Drive already mounted at /content/drive; to attempt to forcibly remount, call drive.mount("/content/drive", force_remount=True).


In [3]:
# !ls -l /content/drive/MyDrive/KAIST/SEP531

#KoBERT 다운로드(사용)#

In [4]:
#깃허브에서 KoBERT 파일 로드
!pip install git+https://git@github.com/SKTBrain/KoBERT.git@master

Collecting git+https://****@github.com/SKTBrain/KoBERT.git@master
  Cloning https://****@github.com/SKTBrain/KoBERT.git (to revision master) to /tmp/pip-req-build-hk3rsis0
  Running command git clone -q 'https://****@github.com/SKTBrain/KoBERT.git' /tmp/pip-req-build-hk3rsis0


In [5]:
import torch
from torch import nn
import torch.nn.functional as F
import torch.optim as optim
from torch.utils.data import Dataset, DataLoader
import gluonnlp as nlp
import numpy as np
from tqdm import tqdm, tqdm_notebook

In [6]:
#kobert
from kobert.utils import get_tokenizer
from kobert.pytorch_kobert import get_pytorch_kobert_model

#transformers
from transformers import AdamW
from transformers.optimization import get_cosine_schedule_with_warmup

In [7]:
#GPU 사용
device = torch.device("cuda:0")

In [8]:
#BERT 모델, Vocabulary 불러오기
bertmodel, vocab = get_pytorch_kobert_model()

using cached model
using cached model


#실행 환경(사용)#

- Python >= 3.6
- PyTorch >= 1.70
- Transformers = 3.0.2
- Colab
- batch size = 64 (convertable)
- epochs = 10 (convertable)

In [9]:
!pip install -U torchtext==0.6.0
!pip install transformers



In [10]:
#!pip install mxnet
#!pip install gluonnlp pandas tqdm
#!pip install sentencepiece
#!pip install transformers==3.0.2
#!pip install torch

# Libraries

import matplotlib.pyplot as plt
import pandas as pd
import torch

# Preliminaries

from torchtext.data import Field, TabularDataset, BucketIterator, Iterator

# Models

import torch.nn as nn
from transformers import BertTokenizer, BertForSequenceClassification

# Training

import torch.optim as optim

# Evaluation

from sklearn.metrics import accuracy_score, classification_report, confusion_matrix
import seaborn as sns

#KoBERT 입력 데이터로 변환(사용)#

In [11]:
class BERTDataset(Dataset):
    def __init__(self, dataset, sent_idx, label_idx, bert_tokenizer, max_len,
                 pad, pair):
        transform = nlp.data.BERTSentenceTransform(
            bert_tokenizer, max_seq_length=max_len, pad=pad, pair=pair)

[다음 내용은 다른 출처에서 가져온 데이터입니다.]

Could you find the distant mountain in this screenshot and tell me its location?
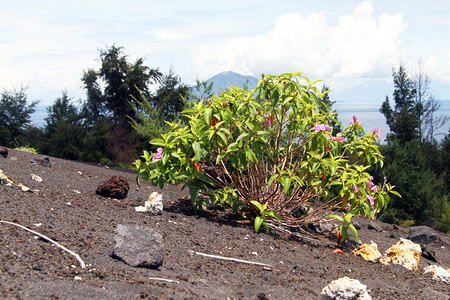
[206,71,258,95]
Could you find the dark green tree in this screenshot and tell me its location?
[42,91,84,160]
[150,69,190,122]
[412,60,449,142]
[380,64,420,144]
[188,79,214,102]
[0,87,39,147]
[82,45,162,162]
[320,84,341,135]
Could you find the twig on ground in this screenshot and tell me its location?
[0,220,86,269]
[148,277,180,283]
[189,250,273,269]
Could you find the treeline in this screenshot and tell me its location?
[0,45,212,164]
[375,62,450,232]
[0,46,450,231]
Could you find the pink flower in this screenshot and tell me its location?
[152,147,164,160]
[373,128,381,138]
[264,115,270,127]
[312,124,330,132]
[350,115,361,125]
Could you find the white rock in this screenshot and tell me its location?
[145,192,163,216]
[322,276,372,300]
[134,192,163,216]
[423,265,450,283]
[31,174,42,182]
[380,238,422,271]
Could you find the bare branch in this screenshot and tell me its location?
[0,220,86,269]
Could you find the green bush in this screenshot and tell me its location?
[135,73,398,238]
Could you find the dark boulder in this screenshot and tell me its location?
[112,224,164,269]
[95,175,130,199]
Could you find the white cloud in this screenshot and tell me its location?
[194,2,406,78]
[149,28,190,40]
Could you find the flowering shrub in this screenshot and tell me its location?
[135,73,398,239]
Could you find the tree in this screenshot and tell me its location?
[82,45,162,162]
[320,84,341,135]
[380,64,420,144]
[0,87,39,147]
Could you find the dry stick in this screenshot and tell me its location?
[0,220,86,269]
[189,250,273,269]
[148,277,180,283]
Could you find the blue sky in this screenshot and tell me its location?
[0,0,450,105]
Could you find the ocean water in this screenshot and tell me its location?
[31,100,450,143]
[333,100,450,143]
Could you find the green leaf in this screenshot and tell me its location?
[264,209,282,221]
[205,107,212,125]
[250,200,264,213]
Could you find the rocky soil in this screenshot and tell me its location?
[0,149,450,299]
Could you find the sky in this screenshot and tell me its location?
[0,0,450,105]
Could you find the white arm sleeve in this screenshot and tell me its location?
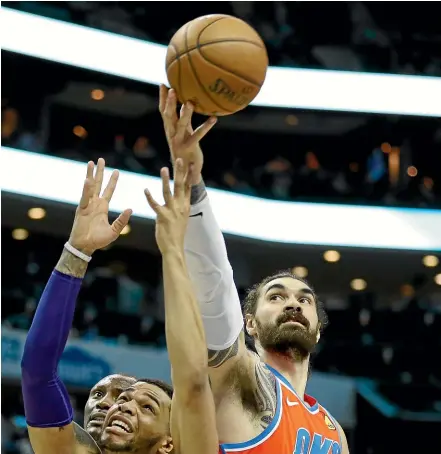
[185,196,243,350]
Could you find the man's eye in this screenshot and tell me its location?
[270,294,283,301]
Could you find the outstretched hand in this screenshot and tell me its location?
[69,158,132,256]
[159,85,217,184]
[144,158,193,255]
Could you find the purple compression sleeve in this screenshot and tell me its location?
[21,271,82,427]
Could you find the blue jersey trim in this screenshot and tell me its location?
[266,364,319,413]
[322,406,343,452]
[220,380,282,452]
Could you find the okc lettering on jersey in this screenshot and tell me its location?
[293,427,341,454]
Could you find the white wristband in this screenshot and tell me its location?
[64,241,92,263]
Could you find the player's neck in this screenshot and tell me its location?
[261,351,309,399]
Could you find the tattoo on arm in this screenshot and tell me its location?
[254,361,277,429]
[190,180,207,205]
[208,337,239,368]
[73,422,101,454]
[55,249,87,278]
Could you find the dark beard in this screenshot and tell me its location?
[256,311,318,361]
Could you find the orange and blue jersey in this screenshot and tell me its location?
[219,366,342,454]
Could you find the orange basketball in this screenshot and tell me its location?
[166,14,268,116]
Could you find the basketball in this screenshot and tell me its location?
[166,14,268,116]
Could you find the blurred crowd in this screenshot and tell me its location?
[2,100,441,208]
[2,228,441,411]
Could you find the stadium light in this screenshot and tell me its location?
[1,8,441,117]
[0,147,441,253]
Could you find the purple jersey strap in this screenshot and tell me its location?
[21,271,82,427]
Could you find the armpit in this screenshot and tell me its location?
[73,422,101,454]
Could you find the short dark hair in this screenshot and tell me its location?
[243,270,328,332]
[136,378,173,399]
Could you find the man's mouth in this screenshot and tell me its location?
[105,416,133,434]
[87,413,106,427]
[280,317,307,328]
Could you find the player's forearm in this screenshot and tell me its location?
[162,251,208,391]
[21,253,82,427]
[185,182,242,350]
[55,249,88,278]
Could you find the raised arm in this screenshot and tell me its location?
[160,86,248,391]
[21,159,130,454]
[146,160,219,454]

        self.sentences = [transform([i[sent_idx]]) for i in dataset]
        self.labels = [np.int32(i[label_idx]) for i in dataset]

    def __getitem__(self, i):
        return (self.sentences[i] + (self.labels[i], ))

    def __len__(self):
        return (len(self.labels))

In [12]:
# Setting parameters
max_len = 64
batch_size = 64
warmup_ratio = 0.1
num_epochs = 5
max_grad_norm = 1
log_interval = 200
learning_rate =  5e-5

#추출한 데이터에 감정 레이블 추가(사용)#

In [13]:
class BERTClassifier(nn.Module):
    def __init__(self,
                 bert,
                 hidden_size = 768,
                 num_classes=7,   ##클래스 수 조정##
                 dr_rate=None,
                 params=None):
        super(BERTClassifier, self).__init__()
        self.bert = bert
        self.dr_rate = dr_rate
                 
        self.classifier = nn.Linear(hidden_size , num_classes)
        if dr_rate:
            self.dropout = nn.Dropout(p=dr_rate)
    
    def gen_attention_mask(self, token_ids, valid_length):
        attention_mask = torch.zeros_like(token_ids)
        for i, v in enumerate(valid_length):
            attention_mask[i][:v] = 1
        return attention_mask.float()

    def forward(self, token_ids, valid_length, segment_ids):
        attention_mask = self.gen_attention_mask(token_ids, valid_length)
        
        _, pooler = self.bert(input_ids = token_ids, token_type_ids = segment_ids.long(), attention_mask = attention_mask.float().to(token_ids.device))
        if self.dr_rate:
            out = self.dropout(pooler)
        return self.classifier(out)

새로운 문장을 테스트 할 때, 입력되는 문장을 KoBERT의 입력 형식으로 바꿔주는 코드를 작성해주어야 한다. 아래 코드를 작성하여 토큰화, 패딩, 텐서를 바꿔주고 예측을 하는 'predict' 함수를 만들어 주었다.

In [14]:
model1 = BERTClassifier(bertmodel,  dr_rate=0.5).to(device)
model1.load_state_dict(torch.load(SAVEPOINT_PATH), strict=False)
model1.eval()

BERTClassifier(
  (bert): BertModel(
    (embeddings): BertEmbeddings(
      (word_embeddings): Embedding(8002, 768, padding_idx=1)
      (position_embeddings): Embedding(512, 768)
      (token_type_embeddings): Embedding(2, 768)
      (LayerNorm): LayerNorm((768,), eps=1e-12, elementwise_affine=True)
      (dropout): Dropout(p=0.1, inplace=False)
    )
    (encoder): BertEncoder(
      (layer): ModuleList(
        (0): BertLayer(
          (attention): BertAttention(
            (self): BertSelfAttention(
              (query): Linear(in_features=768, out_features=768, bias=True)
              (key): Linear(in_features=768, out_features=768, bias=True)
              (value): Linear(in_features=768, out_features=768, bias=True)
              (dropout): Dropout(p=0.1, inplace=False)
            )
            (output): BertSelfOutput(
              (dense): Linear(in_features=768, out_features=768, bias=True)
              (LayerNorm): LayerNorm((768,), eps=1e-12, elementwise_affine=True

In [15]:
#토큰화
tokenizer = get_tokenizer()
tok = nlp.data.BERTSPTokenizer(tokenizer, vocab, lower=False)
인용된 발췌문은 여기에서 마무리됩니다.